The Threat of Artificial Superintelligence 

Artificial intelligence is the future—that is undeniable. However, there is much debate 
over what exactly that future will entail. Some foresee a utopia where machines have cured all 
disease, eliminated poverty, and ushered in an era of unprecedented peace (Yudkowsky, et al., 
2010). Others are more pessimistic, instead envisioning a dystopian future where machine 
intelligence has far surpassed our own and becomes uncontrollable. Many prominent figures in 
technology and science—most notably Microsoft founder Bill Gates, Tesla and SpaceX founder 
Elon Musk, and world renown physicist Stephen Hawking—take the middle ground, raising 
concerns over the dangers of highly advanced AI, but also acknowledging the tremendous 
potential benefits (Pogue, 2015). For these benefits to be achieved, however, safety must be 
prioritized when instituting any major AI developments. 

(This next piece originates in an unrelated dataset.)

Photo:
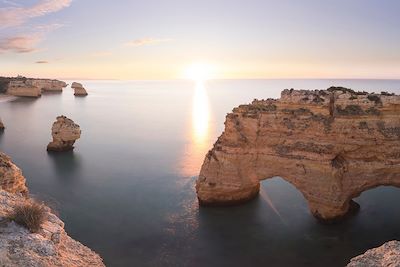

These developments are coming at a rapid pace. In recent years, artificial intelligence has 
become an increasingly significant part of our lives. Self-driving cars, once thought to be safely 
in the realm of science fiction, are under active development by major automobile manufacturers 
and countless other technology companies (“Self-Driving Cars: An Ethical Perspective”, 2015). 
Tesla owners already have access to semi-autonomous features, and Google’s fully autonomous 
vehicles have logged more than 1,500,000 miles on the road, with the consumer release planned 
by 2020 (Stone et al., 2016). If you have a smartphone, there is a very good chance that you can 
use your voice to ask about the weather or what the score for last night’s Redskins’ game was. 
Some businesses have even adopted the use of chatbots for 24/7 customer support (Conger, 
2016). The NSTC Committee on Technology’s report on the future of AI notes that remarkable 
progress in the field has been made in recent years, and this progress will likely continue as a 
result of increasing investment by industry (National Science and Technology Council, 2016). 

Given the relatively benign uses of artificial intelligence today, you may be skeptical that 
it could lead to the dystopian future that some have predicted. This, however, is an example of 
the point made by AI researcher Eliezer Yudkowsky in his paper on risk judgement: people do 
not extrapolate from limited risks today to the potential for great risk in the future (Yudkowsky, 
2006). In reality, the type of AI that is of concern is entirely different than those currently in use. 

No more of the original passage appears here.